Late this year or early next year, Saint Francis Healthcare of Wilmington, Del., plans to open Delaware's only Program of All-inclusive Care for the Elderly. Saint Francis has been renovating and outfitting the PACE site to include a clinic, exercise rooms, a dayroom, administrative space and a chapel.
Saint Francis Living Independently for Elders' service constellation will include social work, health care, physical and occupational therapy and spiritual care.
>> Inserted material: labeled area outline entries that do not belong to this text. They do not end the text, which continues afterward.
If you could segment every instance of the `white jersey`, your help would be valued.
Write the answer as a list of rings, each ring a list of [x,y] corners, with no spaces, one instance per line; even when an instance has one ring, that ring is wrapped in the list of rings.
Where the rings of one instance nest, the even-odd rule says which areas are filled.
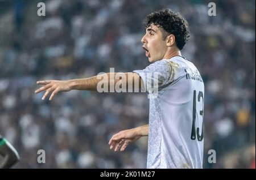
[[[158,95],[150,99],[147,168],[203,168],[204,85],[191,62],[181,56],[136,70],[145,90],[158,74]]]

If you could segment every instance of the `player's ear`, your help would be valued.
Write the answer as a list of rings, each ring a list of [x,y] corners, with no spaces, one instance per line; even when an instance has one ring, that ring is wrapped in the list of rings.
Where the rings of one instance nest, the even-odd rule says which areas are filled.
[[[167,46],[172,46],[175,42],[175,36],[174,35],[170,35],[166,37],[166,45]]]

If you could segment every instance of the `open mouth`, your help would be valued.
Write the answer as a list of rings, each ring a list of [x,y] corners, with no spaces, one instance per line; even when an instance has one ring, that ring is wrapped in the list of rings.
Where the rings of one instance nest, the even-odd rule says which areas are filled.
[[[150,56],[148,50],[147,49],[146,49],[144,47],[142,47],[142,48],[146,50],[146,56],[148,57]]]

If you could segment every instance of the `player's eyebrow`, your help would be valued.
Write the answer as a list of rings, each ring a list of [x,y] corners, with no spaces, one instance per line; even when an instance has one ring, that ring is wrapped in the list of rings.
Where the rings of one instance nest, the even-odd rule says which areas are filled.
[[[155,30],[154,30],[152,28],[148,28],[147,29],[146,29],[146,31],[153,31],[155,33],[156,33],[156,32]]]

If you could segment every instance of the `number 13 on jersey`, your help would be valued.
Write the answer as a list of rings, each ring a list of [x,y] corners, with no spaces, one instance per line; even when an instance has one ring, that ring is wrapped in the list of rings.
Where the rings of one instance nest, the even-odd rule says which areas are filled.
[[[201,109],[197,109],[196,105],[197,103],[201,103],[202,104],[202,108]],[[199,115],[197,115],[199,114],[197,113],[197,110],[199,110]],[[204,94],[203,92],[199,91],[198,94],[196,93],[196,91],[194,90],[193,92],[193,116],[192,116],[192,127],[191,130],[191,138],[192,140],[195,140],[196,137],[197,137],[198,141],[202,141],[204,138],[204,134],[203,131],[203,118],[204,117]],[[196,119],[198,118],[197,122],[199,123],[201,122],[201,133],[200,134],[200,129],[199,127],[196,127]]]

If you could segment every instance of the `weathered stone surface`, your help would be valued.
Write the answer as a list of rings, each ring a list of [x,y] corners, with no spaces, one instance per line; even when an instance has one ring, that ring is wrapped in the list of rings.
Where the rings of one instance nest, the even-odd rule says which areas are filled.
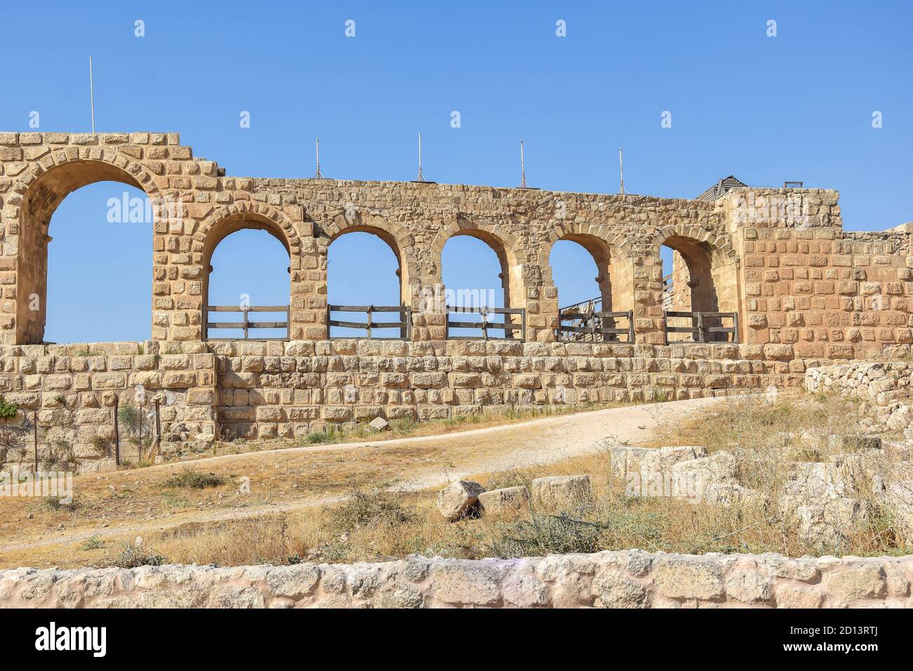
[[[723,571],[712,559],[664,557],[656,562],[654,584],[669,599],[715,601],[723,596]]]
[[[462,519],[475,508],[478,495],[484,491],[485,488],[477,482],[451,482],[437,493],[437,509],[447,521]]]
[[[799,506],[799,540],[814,550],[840,548],[868,521],[868,509],[855,498],[827,498]]]
[[[383,431],[390,427],[390,423],[383,419],[383,417],[374,417],[374,419],[368,423],[368,426],[373,431]]]
[[[530,490],[525,487],[490,489],[478,495],[486,515],[515,515],[530,509]]]
[[[549,476],[530,484],[532,501],[548,509],[573,508],[593,498],[589,476]]]
[[[0,571],[0,607],[913,607],[913,557],[639,550],[515,560]]]

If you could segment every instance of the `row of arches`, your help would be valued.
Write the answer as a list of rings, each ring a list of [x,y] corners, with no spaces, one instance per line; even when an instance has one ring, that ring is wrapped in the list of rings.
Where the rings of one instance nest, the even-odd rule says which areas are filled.
[[[27,300],[16,301],[18,328],[25,333],[20,341],[149,336],[145,329],[142,332],[132,326],[142,324],[148,329],[150,309],[154,314],[157,308],[154,282],[164,278],[156,270],[152,291],[140,292],[137,287],[149,285],[153,277],[150,259],[161,250],[150,249],[152,236],[145,227],[121,225],[132,223],[123,218],[123,213],[111,222],[110,205],[106,205],[109,218],[105,222],[109,225],[104,235],[95,235],[90,230],[92,219],[100,212],[89,209],[87,204],[107,204],[121,195],[124,201],[143,199],[157,193],[152,186],[136,165],[100,161],[52,167],[29,186],[20,216],[28,225],[21,226],[19,245],[32,250],[33,258],[19,264],[16,289],[19,295],[35,297],[39,307]],[[52,216],[69,220],[65,222],[68,225],[55,225],[56,245],[50,244]],[[151,221],[140,223],[152,225]],[[559,308],[593,299],[601,301],[603,310],[634,308],[635,284],[644,281],[644,271],[638,275],[632,267],[631,255],[623,243],[616,246],[590,233],[559,232],[543,252],[545,258],[525,258],[518,257],[527,254],[518,241],[506,242],[489,230],[461,224],[442,230],[431,246],[438,282],[456,290],[448,304],[464,307],[466,300],[475,300],[491,308],[524,306],[532,298],[525,295],[522,266],[526,262],[540,268],[542,277],[536,278],[537,286],[557,288],[554,299]],[[298,265],[306,256],[300,253],[302,243],[297,236],[284,215],[264,205],[241,202],[215,209],[197,229],[194,247],[188,250],[194,260],[196,255],[202,259],[202,276],[187,276],[188,281],[197,281],[202,287],[204,323],[197,326],[205,331],[209,305],[236,304],[245,297],[251,304],[289,303],[293,276],[302,270]],[[722,309],[724,302],[731,304],[729,289],[720,290],[725,283],[721,267],[731,261],[731,250],[720,250],[706,239],[675,231],[663,234],[661,242],[669,253],[660,255],[662,262],[648,268],[645,281],[667,278],[673,309],[713,311]],[[417,275],[417,268],[415,261],[405,259],[415,258],[416,250],[404,228],[390,230],[386,223],[372,221],[350,225],[346,220],[329,225],[320,245],[325,246],[318,257],[326,259],[330,303],[396,305],[409,301],[410,280]],[[100,288],[104,288],[104,300],[93,299]],[[149,296],[152,296],[152,306],[143,298]],[[154,320],[152,328],[154,337]],[[260,335],[282,334],[263,331]],[[345,329],[331,331],[331,336],[344,335],[358,333]]]

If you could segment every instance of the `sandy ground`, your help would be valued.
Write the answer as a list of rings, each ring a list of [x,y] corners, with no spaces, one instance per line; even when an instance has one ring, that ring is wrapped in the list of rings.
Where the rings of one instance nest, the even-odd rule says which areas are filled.
[[[230,478],[214,490],[163,491],[185,467],[163,464],[73,479],[75,512],[0,501],[0,567],[44,565],[55,547],[132,537],[190,522],[211,523],[338,501],[352,488],[415,491],[473,474],[544,466],[598,452],[606,441],[649,445],[657,428],[718,399],[628,405],[444,435],[265,450],[193,461]],[[249,494],[238,493],[246,478]],[[32,561],[30,561],[32,560]]]

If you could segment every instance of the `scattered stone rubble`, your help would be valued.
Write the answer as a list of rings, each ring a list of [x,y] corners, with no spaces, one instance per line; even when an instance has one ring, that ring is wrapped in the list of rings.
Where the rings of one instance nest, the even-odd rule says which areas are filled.
[[[913,541],[913,446],[882,441],[878,436],[840,437],[820,434],[799,436],[810,453],[813,440],[855,451],[829,454],[823,461],[776,464],[784,479],[771,495],[746,487],[741,472],[769,467],[761,457],[739,450],[708,454],[700,446],[608,448],[615,477],[624,478],[633,497],[677,497],[690,503],[724,508],[757,508],[797,523],[799,540],[810,550],[839,550],[854,530],[868,524],[876,513],[893,518],[895,527]],[[824,446],[820,446],[824,452]],[[751,461],[754,459],[755,461]],[[770,460],[768,460],[770,461]],[[589,476],[540,477],[525,487],[485,491],[475,482],[457,481],[438,495],[445,519],[456,521],[480,514],[522,514],[534,508],[572,509],[592,500]]]

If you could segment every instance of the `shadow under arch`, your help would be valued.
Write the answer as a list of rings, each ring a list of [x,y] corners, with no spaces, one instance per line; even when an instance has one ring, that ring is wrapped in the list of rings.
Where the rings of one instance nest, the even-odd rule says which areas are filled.
[[[161,202],[155,180],[140,163],[113,152],[100,158],[68,158],[64,152],[51,155],[55,165],[45,170],[31,166],[16,181],[14,193],[22,194],[16,264],[16,342],[37,344],[44,341],[47,303],[47,245],[51,216],[64,198],[99,182],[117,182],[142,191],[153,204]],[[150,239],[154,231],[150,223]],[[9,239],[7,238],[7,241]]]
[[[683,267],[670,270],[679,287],[673,287],[674,309],[694,312],[735,312],[739,309],[738,257],[729,242],[693,226],[667,226],[654,244],[654,256],[660,248],[672,249],[673,263]],[[661,259],[659,260],[662,266]]]

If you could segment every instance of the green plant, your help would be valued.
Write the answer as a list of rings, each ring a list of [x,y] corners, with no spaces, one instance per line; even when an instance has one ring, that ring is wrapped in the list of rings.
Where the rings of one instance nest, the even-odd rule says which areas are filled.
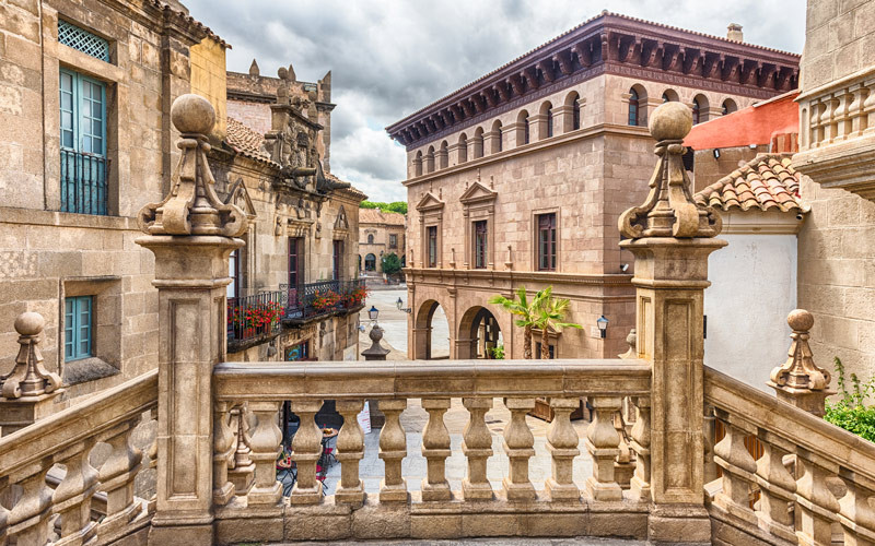
[[[505,298],[504,296],[492,296],[489,302],[503,307],[508,312],[520,317],[514,321],[514,324],[523,329],[523,358],[532,358],[532,328],[536,324],[537,308],[540,305],[540,299],[544,290],[539,290],[535,298],[529,302],[526,287],[521,286],[516,288],[516,297],[514,299]]]
[[[835,404],[827,402],[824,419],[875,442],[875,406],[865,405],[866,397],[875,393],[875,378],[863,382],[856,373],[851,373],[849,391],[848,380],[844,378],[844,365],[839,357],[833,359],[833,364],[841,399]]]
[[[389,252],[383,257],[382,265],[383,265],[383,273],[387,275],[394,275],[401,271],[401,259],[398,258],[398,254],[395,252]]]
[[[583,327],[576,322],[563,322],[565,313],[571,307],[571,301],[569,299],[553,298],[552,286],[548,286],[541,292],[542,294],[538,293],[540,297],[536,298],[538,299],[536,325],[541,331],[540,358],[542,360],[548,360],[550,358],[550,345],[548,344],[550,330],[559,333],[563,328],[576,328],[580,330]]]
The goal of the PACE model is to enable frail elderly people to live safely at home as they receive services in the community. Initially Saint Francis LIFE will have the capacity to serve up to 240 elderly people.
Julie Hester, Saint Francis president and chief executive, said data indicates that about 2,300 people in New Castle County, Del., may qualify for PACE services. And that number is expected to grow, since Delaware is considered a retiree-friendly state, and experts expect that its elderly population will increase even more rapidly than that of other states.
Saint Francis, which is anchored by Saint Francis Hospital, Delaware's only Catholic hospital, includes a long-term care facility and a home care program. Hester said the health system will draw upon its own expertise in serving older adults as well as that of its parent company, Catholic Health East, in operating the PACE program.
CHE is investing $3 million of the approximately $4.5 million it will cost to renovate and outfit the Saint Francis LIFE center. PACE serves many clients who are eligible for Medicaid and Medicare, by virtue of poverty and age or disability. According to the Kaiser Family Foundation, dual eligible individuals are among the sickest and poorest people in both the Medicare and Medicaid insurance pools.